Objectives: The objective was to quantify the effect of scribes on three measures of emergency physician (EP) productivity in an adult emergency department (ED).
Methods: For this retrospective study, 243 clinical shifts (of either 10 or 12 hours) worked by 13 EPs during an 18-month period were selected for evaluation. Payroll data sheets were examined to determine whether these shifts were covered, uncovered, or partially covered (for less than 4 hours) by a scribe; partially covered shifts were grouped with uncovered shifts for analysis. Covered shifts were compared to uncovered shifts in a clustered design, by physician. Hierarchical linear models were used to study the association between percentage of patients with which a scribe was used during a shift and EP productivity as measured by patients per hour, relative value units (RVUs) per hour, and turnaround time (TAT) to discharge.
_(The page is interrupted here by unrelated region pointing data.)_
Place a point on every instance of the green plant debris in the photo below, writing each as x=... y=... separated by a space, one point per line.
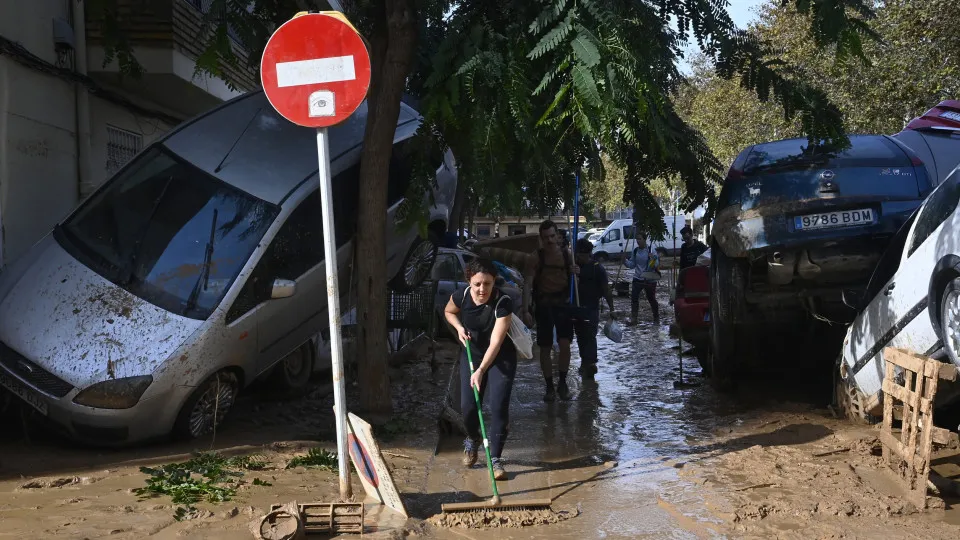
x=208 y=477
x=318 y=458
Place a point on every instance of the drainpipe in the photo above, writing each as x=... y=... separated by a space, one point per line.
x=4 y=171
x=84 y=178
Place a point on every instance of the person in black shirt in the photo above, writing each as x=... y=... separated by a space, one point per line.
x=593 y=285
x=481 y=314
x=691 y=248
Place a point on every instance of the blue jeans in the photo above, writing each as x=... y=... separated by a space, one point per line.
x=495 y=388
x=650 y=289
x=587 y=337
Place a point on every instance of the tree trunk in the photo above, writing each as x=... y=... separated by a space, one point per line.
x=392 y=47
x=456 y=213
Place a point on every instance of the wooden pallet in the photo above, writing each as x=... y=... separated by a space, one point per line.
x=909 y=454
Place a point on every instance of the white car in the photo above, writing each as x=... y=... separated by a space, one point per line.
x=912 y=301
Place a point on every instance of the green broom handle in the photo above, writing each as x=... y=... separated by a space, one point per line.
x=483 y=429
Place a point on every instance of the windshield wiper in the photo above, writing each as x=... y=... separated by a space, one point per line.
x=138 y=239
x=204 y=278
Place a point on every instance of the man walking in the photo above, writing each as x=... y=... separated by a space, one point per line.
x=593 y=285
x=691 y=248
x=645 y=262
x=548 y=270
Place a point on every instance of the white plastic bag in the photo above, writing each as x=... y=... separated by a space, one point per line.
x=613 y=331
x=520 y=334
x=522 y=337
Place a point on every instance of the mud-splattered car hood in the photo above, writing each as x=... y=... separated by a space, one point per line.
x=77 y=325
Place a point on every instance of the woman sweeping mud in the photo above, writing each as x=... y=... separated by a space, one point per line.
x=481 y=313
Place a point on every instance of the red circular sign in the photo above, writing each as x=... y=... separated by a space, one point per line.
x=315 y=70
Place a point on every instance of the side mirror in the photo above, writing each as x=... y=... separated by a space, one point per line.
x=851 y=298
x=283 y=288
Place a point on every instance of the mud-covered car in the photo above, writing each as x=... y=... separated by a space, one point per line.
x=195 y=270
x=691 y=308
x=912 y=302
x=935 y=137
x=798 y=224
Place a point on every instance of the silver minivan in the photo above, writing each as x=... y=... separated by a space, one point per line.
x=194 y=271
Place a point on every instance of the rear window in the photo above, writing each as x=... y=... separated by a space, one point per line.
x=864 y=151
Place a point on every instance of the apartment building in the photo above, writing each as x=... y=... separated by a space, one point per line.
x=68 y=120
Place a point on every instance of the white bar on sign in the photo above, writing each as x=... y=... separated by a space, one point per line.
x=316 y=71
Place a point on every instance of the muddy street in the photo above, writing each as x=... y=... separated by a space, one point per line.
x=630 y=456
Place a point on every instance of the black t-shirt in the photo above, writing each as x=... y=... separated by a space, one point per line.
x=479 y=320
x=592 y=278
x=690 y=251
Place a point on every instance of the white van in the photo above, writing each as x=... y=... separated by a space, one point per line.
x=618 y=239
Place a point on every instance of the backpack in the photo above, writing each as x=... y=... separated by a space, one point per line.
x=536 y=278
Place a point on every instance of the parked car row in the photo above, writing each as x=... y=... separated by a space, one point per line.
x=867 y=236
x=194 y=271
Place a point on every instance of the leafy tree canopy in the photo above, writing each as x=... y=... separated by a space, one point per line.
x=527 y=91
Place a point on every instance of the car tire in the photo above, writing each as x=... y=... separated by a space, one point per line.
x=291 y=376
x=850 y=402
x=727 y=283
x=950 y=320
x=416 y=266
x=208 y=405
x=703 y=358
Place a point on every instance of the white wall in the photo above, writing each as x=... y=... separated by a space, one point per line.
x=37 y=124
x=104 y=113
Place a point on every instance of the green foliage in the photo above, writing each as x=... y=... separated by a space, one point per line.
x=208 y=476
x=527 y=93
x=316 y=458
x=910 y=74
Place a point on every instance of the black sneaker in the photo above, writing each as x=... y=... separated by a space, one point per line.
x=499 y=473
x=470 y=452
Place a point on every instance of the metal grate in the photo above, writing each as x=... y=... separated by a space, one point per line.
x=33 y=374
x=122 y=146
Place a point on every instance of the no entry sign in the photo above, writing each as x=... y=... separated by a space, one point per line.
x=315 y=72
x=315 y=69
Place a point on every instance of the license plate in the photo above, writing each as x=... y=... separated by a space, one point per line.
x=829 y=220
x=32 y=398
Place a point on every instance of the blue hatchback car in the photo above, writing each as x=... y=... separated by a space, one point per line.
x=797 y=226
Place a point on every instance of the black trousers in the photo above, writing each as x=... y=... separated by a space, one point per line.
x=587 y=337
x=495 y=390
x=650 y=289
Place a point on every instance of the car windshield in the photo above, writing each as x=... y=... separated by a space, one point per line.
x=168 y=233
x=797 y=154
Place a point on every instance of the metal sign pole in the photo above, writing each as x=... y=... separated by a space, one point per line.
x=333 y=310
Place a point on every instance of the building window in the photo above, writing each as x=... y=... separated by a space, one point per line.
x=122 y=146
x=514 y=230
x=203 y=6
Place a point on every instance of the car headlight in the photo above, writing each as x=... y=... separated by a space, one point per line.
x=115 y=393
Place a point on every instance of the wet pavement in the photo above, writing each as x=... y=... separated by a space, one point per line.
x=631 y=456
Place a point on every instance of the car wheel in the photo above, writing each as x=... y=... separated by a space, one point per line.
x=209 y=404
x=850 y=402
x=950 y=320
x=291 y=376
x=416 y=266
x=703 y=358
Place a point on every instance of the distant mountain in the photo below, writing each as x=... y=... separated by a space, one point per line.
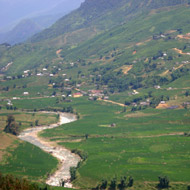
x=102 y=15
x=21 y=32
x=105 y=30
x=28 y=27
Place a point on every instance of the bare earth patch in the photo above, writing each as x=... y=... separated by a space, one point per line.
x=139 y=114
x=162 y=106
x=6 y=141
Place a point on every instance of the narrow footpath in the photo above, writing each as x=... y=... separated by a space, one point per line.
x=65 y=157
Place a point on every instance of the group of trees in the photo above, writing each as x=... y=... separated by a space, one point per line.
x=10 y=182
x=11 y=127
x=124 y=183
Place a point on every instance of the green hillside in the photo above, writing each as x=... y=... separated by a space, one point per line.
x=123 y=68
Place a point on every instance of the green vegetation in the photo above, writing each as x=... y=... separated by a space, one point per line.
x=11 y=126
x=144 y=145
x=12 y=183
x=130 y=62
x=28 y=161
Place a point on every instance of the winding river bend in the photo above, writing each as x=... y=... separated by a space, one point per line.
x=65 y=157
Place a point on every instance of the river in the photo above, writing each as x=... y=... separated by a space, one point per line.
x=65 y=157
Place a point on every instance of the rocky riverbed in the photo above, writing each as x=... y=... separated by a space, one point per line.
x=65 y=157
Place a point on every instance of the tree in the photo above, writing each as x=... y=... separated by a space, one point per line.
x=113 y=184
x=73 y=173
x=104 y=184
x=123 y=183
x=36 y=122
x=131 y=181
x=86 y=136
x=11 y=126
x=163 y=182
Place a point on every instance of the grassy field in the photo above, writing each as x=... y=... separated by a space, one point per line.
x=28 y=161
x=27 y=119
x=20 y=158
x=142 y=144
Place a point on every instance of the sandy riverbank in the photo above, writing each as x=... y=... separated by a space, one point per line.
x=66 y=158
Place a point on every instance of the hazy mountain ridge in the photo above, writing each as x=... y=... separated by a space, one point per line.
x=102 y=14
x=42 y=20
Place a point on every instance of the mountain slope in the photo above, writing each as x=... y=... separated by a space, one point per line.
x=21 y=32
x=102 y=15
x=145 y=24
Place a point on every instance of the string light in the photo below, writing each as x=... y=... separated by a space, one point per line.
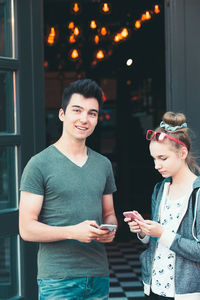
x=117 y=38
x=74 y=54
x=156 y=9
x=71 y=25
x=100 y=54
x=137 y=24
x=103 y=31
x=93 y=24
x=72 y=39
x=148 y=16
x=105 y=8
x=76 y=7
x=96 y=39
x=124 y=32
x=76 y=31
x=129 y=62
x=51 y=36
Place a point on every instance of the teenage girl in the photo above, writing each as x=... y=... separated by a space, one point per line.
x=171 y=263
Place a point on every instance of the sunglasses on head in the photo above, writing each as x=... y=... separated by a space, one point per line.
x=160 y=136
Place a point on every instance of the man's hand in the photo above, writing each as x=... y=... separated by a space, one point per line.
x=151 y=228
x=106 y=236
x=89 y=230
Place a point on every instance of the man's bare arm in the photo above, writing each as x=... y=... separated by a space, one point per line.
x=32 y=230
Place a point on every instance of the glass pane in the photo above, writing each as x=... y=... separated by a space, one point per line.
x=7 y=177
x=5 y=28
x=6 y=102
x=8 y=267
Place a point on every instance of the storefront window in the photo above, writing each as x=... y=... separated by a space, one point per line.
x=7 y=177
x=7 y=102
x=5 y=28
x=8 y=270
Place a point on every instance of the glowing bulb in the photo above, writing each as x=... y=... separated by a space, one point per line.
x=75 y=7
x=103 y=31
x=137 y=24
x=148 y=16
x=51 y=36
x=100 y=54
x=71 y=25
x=76 y=31
x=156 y=9
x=72 y=39
x=117 y=38
x=74 y=54
x=93 y=24
x=143 y=18
x=124 y=32
x=96 y=39
x=105 y=8
x=129 y=62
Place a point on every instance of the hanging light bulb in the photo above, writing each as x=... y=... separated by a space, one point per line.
x=124 y=32
x=100 y=55
x=51 y=36
x=148 y=15
x=71 y=25
x=96 y=39
x=76 y=31
x=103 y=31
x=137 y=24
x=93 y=24
x=75 y=7
x=105 y=8
x=156 y=9
x=72 y=39
x=117 y=38
x=74 y=54
x=143 y=17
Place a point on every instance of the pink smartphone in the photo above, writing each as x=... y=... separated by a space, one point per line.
x=110 y=227
x=132 y=215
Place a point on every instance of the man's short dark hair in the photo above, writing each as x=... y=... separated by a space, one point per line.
x=85 y=87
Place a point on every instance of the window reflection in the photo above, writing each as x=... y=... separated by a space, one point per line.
x=8 y=267
x=7 y=178
x=5 y=263
x=7 y=102
x=5 y=29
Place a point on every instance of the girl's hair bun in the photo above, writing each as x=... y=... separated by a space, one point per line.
x=174 y=119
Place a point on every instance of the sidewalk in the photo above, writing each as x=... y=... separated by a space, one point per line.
x=125 y=270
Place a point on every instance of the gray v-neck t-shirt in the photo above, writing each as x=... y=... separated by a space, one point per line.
x=72 y=194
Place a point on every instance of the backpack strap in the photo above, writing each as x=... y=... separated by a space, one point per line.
x=194 y=194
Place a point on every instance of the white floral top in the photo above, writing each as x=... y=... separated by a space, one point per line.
x=164 y=259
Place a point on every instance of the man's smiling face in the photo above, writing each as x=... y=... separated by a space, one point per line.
x=80 y=117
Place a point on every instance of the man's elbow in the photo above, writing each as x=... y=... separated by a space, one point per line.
x=23 y=232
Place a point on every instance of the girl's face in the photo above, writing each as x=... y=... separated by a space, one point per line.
x=168 y=160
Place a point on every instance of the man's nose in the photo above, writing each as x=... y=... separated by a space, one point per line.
x=84 y=117
x=157 y=165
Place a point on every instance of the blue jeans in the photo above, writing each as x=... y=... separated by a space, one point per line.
x=74 y=288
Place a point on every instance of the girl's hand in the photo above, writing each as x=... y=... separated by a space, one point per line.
x=151 y=228
x=134 y=227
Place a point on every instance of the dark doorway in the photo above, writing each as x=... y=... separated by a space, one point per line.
x=131 y=72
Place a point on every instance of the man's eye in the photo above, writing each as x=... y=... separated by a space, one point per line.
x=93 y=114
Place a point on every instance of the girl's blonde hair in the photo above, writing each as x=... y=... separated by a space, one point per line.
x=182 y=134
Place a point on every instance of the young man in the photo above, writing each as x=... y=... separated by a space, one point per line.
x=66 y=193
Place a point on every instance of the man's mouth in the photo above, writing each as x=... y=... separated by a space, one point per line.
x=81 y=128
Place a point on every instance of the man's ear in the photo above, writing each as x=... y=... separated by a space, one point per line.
x=61 y=114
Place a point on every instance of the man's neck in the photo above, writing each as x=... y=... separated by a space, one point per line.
x=71 y=147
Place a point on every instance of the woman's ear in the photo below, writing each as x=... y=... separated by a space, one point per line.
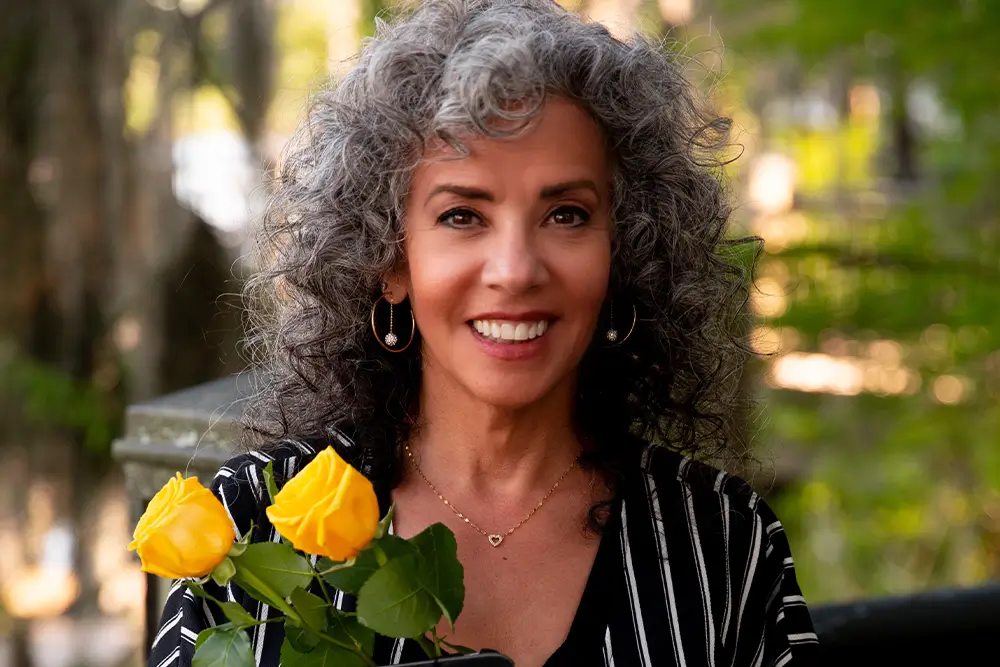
x=395 y=288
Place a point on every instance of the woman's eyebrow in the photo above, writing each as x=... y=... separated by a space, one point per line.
x=548 y=192
x=461 y=191
x=559 y=189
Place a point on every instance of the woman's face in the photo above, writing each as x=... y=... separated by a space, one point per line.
x=508 y=252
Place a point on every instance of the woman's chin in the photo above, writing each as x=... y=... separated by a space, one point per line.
x=509 y=395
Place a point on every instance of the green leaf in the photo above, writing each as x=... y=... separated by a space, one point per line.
x=394 y=603
x=385 y=523
x=239 y=616
x=440 y=572
x=268 y=567
x=223 y=646
x=324 y=655
x=301 y=639
x=346 y=628
x=311 y=608
x=350 y=579
x=223 y=572
x=272 y=488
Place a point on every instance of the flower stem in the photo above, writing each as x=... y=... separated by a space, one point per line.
x=289 y=611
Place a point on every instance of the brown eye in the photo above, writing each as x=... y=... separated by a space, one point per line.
x=458 y=218
x=569 y=216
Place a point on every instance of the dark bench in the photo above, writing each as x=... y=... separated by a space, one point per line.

Results: RVUs per hour increased by 0.24 units (95% confidence interval [CI] = 0.10 to 0.38, p = 0.0011) for every 10% increment in scribe usage during a shift. The number of patients per hour increased by 0.08 (95% CI = 0.04 to 0.12, p = 0.0024) for every 10% increment of scribe usage during a shift. TAT was not significantly associated with scribe use. These associations did not lose significance after accounting for physician assistant (PA) use.
Conclusions: In this retrospective study, EP use of a scribe was associated with improved overall productivity as measured by patients treated per hour (Pt/hr) and RVU generated per hour by EPs, but not as measured by TAT to discharge.